C.B. 2’s Mansfield said later that the environmental review of the Spectra project should include Con Edison’s connector line.
“I don’t think they really made the case that the pipeline is needed,” he added. “It just wasn’t justified in view of its potential for catastrophic damage.”
Many of the project’s opponents at the Tuesday meeting had in mind the impending rules on natural gas production by high-volume hydrofracture drilling in New York State’s Southern Tier.
Spectra representatives said the company’s business was only natural gas transportation, not production. Indeed, the draft environmental impact statement indicates that the pipeline would be able to bring natural gas from the Marcellus Shale regions of southern New York and northern Pennsylvania into the Manhattan.
Catherine Skopic, an environmental advocate, told the Oct. 4 forum that it was time for investment and exploration of renewable resources like solar voltaic cells and wind energy instead off fossil fuel.
Opponents were also skeptical about the common assumption that natural gas is the cleanest of fossil fuels, if the environmental damage of hydrofracture drilling is included in the assumption.
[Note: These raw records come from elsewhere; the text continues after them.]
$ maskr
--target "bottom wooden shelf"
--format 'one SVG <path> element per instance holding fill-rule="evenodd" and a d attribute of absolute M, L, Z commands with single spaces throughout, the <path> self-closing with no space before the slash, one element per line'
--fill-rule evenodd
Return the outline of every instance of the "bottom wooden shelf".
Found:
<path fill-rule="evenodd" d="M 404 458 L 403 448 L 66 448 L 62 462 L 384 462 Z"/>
Speaking to the fear of terrorism, Frank Eady, a former member of Community Board 4, raised the specter of Stuxnet, a computer program that he said was used to sabotage and set back Iran’s nuclear weapons program.
“That program is out there,” he warned.
Spectra representatives acknowledged that they didn’t know about Stuxnet, but Gonzales said the company monitored potential cyberspace danger.
Mav Moorhead, a Lower Manhattan resident angrily demanded, “Who will be accountable when the neighborhood blows up?” she said, adding, “We don’t have a hospital,” referring to the closing of St. Vincent’s.